Virtual securitization.

All investments ('Base Loan', 'Top Protection', 'Sky Protection' and/or 'Space Protection') are facilitated vis-à-vis loan investors as loan investments. This is possible through PTSL, the peer-to-peer technology Peermatch developed for its lending platform. It makes any common securitization (covered bonds, ABS) or debt-fund solution obsolete.

Contingency fund.

Peermatch Capital S.A. (the lending platform) will hold part of its received transaction fees (read also under 'Fees') in its 'Contingency Fund' over the loan term in order to cover credit risks in a distinct market (i.e. Germany). This money is set aside in favour of loan investors to cover first-loss risks. The lending agent (i.e. in Germany this is Peermatch Management GmbH) of a particular loan transaction has the chance to receive these reserve funds at the end of the loan term, if there has been no credit default with the particular single loan. This is an incentive for acting responsibly in the origination phase.


Peermatch has a transparent fee model that equally applies to all users.

Using the web technology supplied by Peermatch B.V. is free of charge.

Peermatch earns through fees on loan transactions. These fees are always transparent and part of the effective APRs for borrowers and loan investors.

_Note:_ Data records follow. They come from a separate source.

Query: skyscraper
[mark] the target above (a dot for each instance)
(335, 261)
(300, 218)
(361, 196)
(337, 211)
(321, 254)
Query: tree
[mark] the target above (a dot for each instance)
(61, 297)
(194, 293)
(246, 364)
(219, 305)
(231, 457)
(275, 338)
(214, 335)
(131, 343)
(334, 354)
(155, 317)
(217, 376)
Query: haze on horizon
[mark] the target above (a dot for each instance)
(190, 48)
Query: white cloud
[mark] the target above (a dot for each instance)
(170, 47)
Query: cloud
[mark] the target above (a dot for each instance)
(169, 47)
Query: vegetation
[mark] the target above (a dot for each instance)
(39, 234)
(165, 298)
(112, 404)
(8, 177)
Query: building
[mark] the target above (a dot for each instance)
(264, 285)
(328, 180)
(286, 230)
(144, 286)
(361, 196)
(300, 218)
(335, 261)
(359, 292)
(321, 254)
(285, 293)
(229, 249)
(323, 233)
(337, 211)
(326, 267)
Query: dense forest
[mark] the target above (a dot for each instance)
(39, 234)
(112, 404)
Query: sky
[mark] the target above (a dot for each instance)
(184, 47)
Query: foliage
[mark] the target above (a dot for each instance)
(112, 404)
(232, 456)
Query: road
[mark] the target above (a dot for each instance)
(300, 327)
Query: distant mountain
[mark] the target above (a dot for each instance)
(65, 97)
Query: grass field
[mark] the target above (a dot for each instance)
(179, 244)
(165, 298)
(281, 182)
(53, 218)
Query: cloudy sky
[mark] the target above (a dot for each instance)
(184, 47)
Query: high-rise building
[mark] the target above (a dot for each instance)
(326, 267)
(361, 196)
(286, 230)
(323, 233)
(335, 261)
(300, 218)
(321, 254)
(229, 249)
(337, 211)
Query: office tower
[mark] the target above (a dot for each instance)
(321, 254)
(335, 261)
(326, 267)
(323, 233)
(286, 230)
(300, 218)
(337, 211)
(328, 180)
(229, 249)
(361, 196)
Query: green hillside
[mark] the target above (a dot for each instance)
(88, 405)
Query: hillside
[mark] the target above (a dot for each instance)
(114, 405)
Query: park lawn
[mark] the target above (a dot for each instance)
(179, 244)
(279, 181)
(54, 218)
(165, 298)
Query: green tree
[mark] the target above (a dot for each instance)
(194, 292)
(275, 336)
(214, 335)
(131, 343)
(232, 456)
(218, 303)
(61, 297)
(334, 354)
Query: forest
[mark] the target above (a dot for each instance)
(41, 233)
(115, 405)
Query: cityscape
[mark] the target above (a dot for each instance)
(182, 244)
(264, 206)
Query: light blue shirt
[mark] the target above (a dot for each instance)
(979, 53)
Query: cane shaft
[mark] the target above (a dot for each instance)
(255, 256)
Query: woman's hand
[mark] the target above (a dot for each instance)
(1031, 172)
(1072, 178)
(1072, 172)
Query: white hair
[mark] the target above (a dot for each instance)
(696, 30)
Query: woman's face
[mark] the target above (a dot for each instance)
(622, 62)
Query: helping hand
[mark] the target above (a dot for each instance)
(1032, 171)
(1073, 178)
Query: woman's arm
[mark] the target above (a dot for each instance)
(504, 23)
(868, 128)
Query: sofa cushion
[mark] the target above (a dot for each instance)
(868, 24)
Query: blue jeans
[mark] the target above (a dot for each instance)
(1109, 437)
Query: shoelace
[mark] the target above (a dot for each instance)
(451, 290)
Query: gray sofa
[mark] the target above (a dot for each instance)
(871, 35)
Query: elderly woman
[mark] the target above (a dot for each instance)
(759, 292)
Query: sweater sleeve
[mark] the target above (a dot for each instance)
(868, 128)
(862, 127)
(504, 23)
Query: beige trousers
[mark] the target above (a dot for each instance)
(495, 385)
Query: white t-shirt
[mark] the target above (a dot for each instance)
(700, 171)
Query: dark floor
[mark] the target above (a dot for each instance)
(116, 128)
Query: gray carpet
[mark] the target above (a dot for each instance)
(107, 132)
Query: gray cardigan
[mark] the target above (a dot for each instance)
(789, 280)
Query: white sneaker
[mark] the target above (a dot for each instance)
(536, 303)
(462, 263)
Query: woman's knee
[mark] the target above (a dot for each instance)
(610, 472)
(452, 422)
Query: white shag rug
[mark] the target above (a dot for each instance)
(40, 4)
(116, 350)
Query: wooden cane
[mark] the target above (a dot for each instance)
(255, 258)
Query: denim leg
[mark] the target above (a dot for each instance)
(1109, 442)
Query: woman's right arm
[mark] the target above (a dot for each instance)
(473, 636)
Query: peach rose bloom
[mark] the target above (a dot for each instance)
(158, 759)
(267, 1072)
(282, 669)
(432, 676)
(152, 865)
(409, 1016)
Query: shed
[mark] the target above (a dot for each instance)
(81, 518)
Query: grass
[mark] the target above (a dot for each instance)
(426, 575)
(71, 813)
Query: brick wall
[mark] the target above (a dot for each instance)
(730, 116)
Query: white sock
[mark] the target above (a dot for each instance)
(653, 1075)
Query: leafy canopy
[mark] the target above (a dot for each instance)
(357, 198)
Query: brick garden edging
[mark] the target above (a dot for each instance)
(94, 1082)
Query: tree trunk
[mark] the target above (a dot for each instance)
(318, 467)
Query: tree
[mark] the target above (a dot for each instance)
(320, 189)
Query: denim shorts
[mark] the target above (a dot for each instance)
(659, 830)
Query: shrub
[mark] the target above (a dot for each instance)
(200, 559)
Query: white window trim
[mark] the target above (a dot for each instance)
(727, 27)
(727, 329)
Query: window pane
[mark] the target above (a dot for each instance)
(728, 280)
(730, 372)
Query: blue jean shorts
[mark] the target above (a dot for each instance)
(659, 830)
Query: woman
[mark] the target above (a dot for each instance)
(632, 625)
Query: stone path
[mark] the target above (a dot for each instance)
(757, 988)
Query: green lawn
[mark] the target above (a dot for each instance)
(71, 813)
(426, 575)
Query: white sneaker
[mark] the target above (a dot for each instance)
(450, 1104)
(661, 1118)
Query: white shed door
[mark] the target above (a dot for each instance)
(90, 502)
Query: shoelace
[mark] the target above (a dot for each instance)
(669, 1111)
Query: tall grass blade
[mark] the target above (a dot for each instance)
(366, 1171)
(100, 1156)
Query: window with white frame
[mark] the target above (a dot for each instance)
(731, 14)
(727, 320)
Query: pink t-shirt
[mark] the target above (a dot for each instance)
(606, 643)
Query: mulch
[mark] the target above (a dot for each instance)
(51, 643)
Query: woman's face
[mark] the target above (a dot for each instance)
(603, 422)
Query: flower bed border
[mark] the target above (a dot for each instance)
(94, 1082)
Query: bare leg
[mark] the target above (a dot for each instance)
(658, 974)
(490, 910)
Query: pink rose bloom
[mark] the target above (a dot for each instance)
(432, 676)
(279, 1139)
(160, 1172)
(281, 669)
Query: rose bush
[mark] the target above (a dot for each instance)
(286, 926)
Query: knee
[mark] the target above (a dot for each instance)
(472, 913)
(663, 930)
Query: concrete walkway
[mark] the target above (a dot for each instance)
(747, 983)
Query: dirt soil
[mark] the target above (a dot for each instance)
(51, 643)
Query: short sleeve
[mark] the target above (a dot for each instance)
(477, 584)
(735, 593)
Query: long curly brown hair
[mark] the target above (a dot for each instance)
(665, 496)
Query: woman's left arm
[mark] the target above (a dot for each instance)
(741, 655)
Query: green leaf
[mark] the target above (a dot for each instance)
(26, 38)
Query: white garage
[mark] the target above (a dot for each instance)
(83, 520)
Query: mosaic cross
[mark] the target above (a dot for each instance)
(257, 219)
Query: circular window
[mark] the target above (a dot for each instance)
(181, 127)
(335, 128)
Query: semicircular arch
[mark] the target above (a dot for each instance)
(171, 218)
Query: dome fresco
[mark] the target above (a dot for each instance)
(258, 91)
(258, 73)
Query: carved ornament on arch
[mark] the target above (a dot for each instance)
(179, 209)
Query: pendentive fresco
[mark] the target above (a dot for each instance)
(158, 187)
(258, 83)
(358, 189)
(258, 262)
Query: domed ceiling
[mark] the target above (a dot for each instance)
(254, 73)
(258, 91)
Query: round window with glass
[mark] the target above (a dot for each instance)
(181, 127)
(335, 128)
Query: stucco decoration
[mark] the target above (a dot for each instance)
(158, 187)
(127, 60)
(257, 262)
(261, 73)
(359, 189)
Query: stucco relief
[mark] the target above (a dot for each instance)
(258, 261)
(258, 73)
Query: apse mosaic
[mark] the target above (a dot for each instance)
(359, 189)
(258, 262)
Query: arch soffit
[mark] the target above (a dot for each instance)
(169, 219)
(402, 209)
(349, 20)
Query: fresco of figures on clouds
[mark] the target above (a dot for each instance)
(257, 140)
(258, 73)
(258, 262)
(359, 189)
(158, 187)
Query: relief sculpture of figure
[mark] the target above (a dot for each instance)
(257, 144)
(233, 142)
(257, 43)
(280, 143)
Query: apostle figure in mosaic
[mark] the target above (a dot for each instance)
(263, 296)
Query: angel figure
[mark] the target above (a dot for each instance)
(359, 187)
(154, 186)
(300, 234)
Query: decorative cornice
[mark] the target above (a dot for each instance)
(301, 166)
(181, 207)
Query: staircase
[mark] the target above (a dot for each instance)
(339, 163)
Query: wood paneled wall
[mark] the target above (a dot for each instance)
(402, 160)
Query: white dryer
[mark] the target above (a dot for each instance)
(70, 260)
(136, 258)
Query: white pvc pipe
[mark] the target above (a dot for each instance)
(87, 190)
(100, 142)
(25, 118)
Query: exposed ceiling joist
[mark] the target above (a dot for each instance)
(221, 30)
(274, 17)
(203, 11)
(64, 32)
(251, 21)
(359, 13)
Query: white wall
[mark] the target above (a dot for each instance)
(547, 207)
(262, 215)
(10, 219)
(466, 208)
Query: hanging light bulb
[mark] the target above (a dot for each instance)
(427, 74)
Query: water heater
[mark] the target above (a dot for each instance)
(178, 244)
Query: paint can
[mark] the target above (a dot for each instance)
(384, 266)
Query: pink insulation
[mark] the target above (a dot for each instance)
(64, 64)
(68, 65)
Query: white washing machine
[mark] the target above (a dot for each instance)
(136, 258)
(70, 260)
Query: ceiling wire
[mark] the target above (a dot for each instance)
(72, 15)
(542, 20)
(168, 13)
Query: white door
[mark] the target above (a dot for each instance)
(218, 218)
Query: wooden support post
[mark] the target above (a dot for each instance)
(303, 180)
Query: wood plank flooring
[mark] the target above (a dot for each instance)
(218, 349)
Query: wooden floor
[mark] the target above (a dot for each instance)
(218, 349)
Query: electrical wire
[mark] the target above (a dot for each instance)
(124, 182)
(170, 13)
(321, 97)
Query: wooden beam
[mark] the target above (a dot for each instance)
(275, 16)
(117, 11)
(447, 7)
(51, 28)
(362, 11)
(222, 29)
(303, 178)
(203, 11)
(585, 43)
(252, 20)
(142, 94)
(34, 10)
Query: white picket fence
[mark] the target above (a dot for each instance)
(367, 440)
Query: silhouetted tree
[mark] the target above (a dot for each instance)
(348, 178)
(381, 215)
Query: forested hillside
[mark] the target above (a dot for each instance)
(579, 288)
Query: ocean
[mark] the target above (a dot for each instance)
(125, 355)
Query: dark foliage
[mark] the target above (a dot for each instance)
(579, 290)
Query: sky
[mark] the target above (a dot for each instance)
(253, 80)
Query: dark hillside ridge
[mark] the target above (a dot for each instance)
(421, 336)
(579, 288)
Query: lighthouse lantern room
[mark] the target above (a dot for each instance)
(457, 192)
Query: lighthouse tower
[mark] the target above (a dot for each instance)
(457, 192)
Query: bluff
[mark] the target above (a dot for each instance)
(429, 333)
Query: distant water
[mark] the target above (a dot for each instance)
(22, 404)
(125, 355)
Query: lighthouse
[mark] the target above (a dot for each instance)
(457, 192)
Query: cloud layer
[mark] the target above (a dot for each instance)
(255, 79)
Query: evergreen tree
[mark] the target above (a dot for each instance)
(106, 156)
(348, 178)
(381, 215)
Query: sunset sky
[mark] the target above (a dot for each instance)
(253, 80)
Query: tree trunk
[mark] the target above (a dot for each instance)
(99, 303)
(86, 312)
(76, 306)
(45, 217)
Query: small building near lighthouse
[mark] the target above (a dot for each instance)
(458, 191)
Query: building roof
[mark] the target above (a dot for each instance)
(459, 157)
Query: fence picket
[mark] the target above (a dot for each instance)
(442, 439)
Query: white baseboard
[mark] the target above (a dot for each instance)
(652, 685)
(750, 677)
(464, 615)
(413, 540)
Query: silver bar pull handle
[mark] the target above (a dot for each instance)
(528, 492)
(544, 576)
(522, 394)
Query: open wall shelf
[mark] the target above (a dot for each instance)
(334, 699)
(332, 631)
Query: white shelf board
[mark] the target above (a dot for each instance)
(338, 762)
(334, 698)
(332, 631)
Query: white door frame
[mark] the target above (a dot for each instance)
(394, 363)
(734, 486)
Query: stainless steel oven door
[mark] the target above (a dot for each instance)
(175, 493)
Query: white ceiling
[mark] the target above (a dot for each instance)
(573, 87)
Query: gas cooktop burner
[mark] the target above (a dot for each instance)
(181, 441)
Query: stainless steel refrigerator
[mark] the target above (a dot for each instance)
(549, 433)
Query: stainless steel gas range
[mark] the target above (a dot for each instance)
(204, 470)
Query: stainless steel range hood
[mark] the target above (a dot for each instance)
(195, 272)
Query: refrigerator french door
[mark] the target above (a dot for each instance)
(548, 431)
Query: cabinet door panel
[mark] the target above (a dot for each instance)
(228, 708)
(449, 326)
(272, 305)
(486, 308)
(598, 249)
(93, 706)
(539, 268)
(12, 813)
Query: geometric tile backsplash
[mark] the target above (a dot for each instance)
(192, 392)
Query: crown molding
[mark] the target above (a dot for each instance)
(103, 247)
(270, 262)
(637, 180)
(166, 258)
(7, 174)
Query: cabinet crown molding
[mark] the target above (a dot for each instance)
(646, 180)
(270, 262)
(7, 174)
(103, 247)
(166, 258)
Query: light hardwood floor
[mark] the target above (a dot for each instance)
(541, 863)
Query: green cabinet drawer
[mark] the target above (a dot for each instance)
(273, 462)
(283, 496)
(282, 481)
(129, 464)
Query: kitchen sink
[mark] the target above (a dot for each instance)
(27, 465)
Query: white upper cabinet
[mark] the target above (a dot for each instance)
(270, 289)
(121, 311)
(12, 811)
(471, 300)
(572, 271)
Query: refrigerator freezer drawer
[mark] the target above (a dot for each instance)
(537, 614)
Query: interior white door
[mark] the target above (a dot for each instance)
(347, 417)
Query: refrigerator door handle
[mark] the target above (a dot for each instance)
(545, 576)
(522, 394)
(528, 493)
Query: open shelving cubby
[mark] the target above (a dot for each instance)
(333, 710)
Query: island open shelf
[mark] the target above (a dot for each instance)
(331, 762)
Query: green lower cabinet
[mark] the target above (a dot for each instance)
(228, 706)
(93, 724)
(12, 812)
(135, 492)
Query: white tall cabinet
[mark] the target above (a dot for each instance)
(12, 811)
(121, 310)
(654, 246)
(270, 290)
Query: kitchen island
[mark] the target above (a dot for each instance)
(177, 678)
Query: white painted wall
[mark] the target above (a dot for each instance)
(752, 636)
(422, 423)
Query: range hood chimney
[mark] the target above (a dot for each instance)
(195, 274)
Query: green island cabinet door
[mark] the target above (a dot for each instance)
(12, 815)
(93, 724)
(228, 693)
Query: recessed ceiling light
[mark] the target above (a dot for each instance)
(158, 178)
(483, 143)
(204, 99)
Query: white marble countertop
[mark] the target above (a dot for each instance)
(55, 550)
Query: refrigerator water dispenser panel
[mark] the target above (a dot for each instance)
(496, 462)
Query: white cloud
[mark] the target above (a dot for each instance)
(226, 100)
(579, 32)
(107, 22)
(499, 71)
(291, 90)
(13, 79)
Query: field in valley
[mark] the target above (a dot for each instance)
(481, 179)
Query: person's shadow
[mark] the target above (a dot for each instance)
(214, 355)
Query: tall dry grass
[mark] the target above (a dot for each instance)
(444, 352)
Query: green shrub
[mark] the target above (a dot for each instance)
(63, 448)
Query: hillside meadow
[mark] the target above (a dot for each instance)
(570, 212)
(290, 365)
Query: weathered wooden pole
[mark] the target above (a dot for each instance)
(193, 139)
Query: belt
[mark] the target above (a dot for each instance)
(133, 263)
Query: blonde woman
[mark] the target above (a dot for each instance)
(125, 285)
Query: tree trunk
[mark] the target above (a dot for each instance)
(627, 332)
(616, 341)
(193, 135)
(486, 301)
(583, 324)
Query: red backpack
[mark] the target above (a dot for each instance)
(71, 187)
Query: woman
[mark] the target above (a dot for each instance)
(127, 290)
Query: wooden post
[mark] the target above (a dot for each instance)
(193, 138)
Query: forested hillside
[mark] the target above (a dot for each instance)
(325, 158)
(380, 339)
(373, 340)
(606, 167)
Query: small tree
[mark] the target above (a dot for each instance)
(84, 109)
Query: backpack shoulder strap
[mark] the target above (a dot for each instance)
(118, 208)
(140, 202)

Borrowers will be charged only in the event of a legally valid loan agreement. Depending on the loan program the financial agent (in Germany this is Peermatch Management GmbH) will receive specific one-off or running fees.

There is no bank margin. The interest of the borrower is the interest the loan investor gets. It is the market rate.

Loan investors pay Peermatch Capital S.A. (the lending platform) depending on the loan program specific one-off or running fees after disbursement of the loan to the borrower.